8. Practice talking to crazy people.  You know, that guy from the coffee bar?  The one in the ratty hoody nattering on about conspiracy theories, while taking a break from his thousand page “2 guns on the grassy knoll at Roswell with Black Elvis" manuscript?  See if you can round up about 10 of those guys.  Fill up the wingnut shuttle.  Now chat with them.  Everyday.  All day.  They’ll know what to talk about.  They will be attracted to your relative sanity like moths to a flame.


9. End all phone conversations before 15 minutes are up.  Have someone interrupt twice to remind the other person that he/she is speaking to a federal prison inmate (just in case either of you has forgotten where you are).


10. Eat all meals with a plastic fork and spoon.  No knife!  Practice ripping apart your meals or just tearing into them without cutting.   French toast, pancakes, pork chops – finger food!

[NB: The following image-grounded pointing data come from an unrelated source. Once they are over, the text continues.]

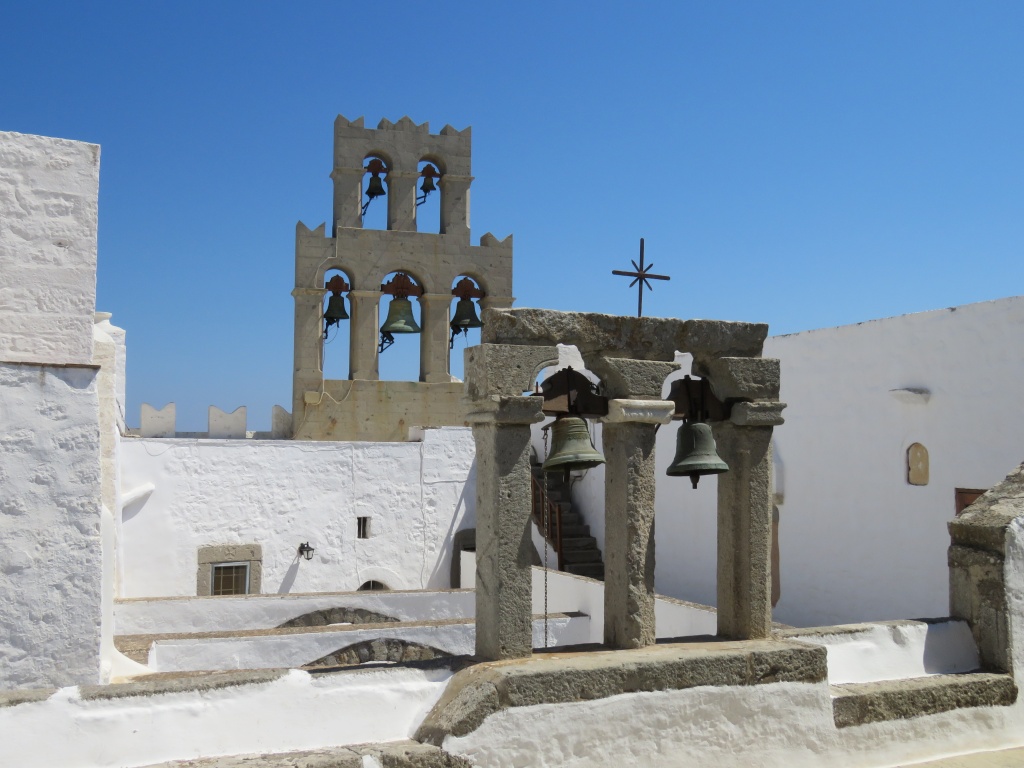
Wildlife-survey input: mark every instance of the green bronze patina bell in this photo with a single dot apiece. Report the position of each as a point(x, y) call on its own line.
point(335, 310)
point(570, 446)
point(399, 317)
point(465, 315)
point(696, 454)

11. Each time you practice 1-10 above, don’t forget to laugh.  Yes, it’s a trite old saying, but laughter really is the best medicine.  Especially in prison.  If you take this life too seriously, it will eat you up inside.  Laughter helps you keep your perspective, embrace the absurdity, and roll with it for another day.

Footnotes:

1. Your "car" is your home state.  At higher level prisons, people from the same state are expected to stick together.  So the Upstate New York mountain hipster, Wall Street embezzler, and Brownsville, Bronx gang-banger are supposed to find a way.  Make any sense to you?  Me neither.

2.  Similar to #1, but based on your area code.  You may have seen athletes on tv displaying tattoos of their area codes?

3.  On the rare chance you come across this, remember the fake gang signs you and your boys made up at Whitebread High will not do you any good.

4.  Voluntarily go to Special Housing.  Rare at an LSCI.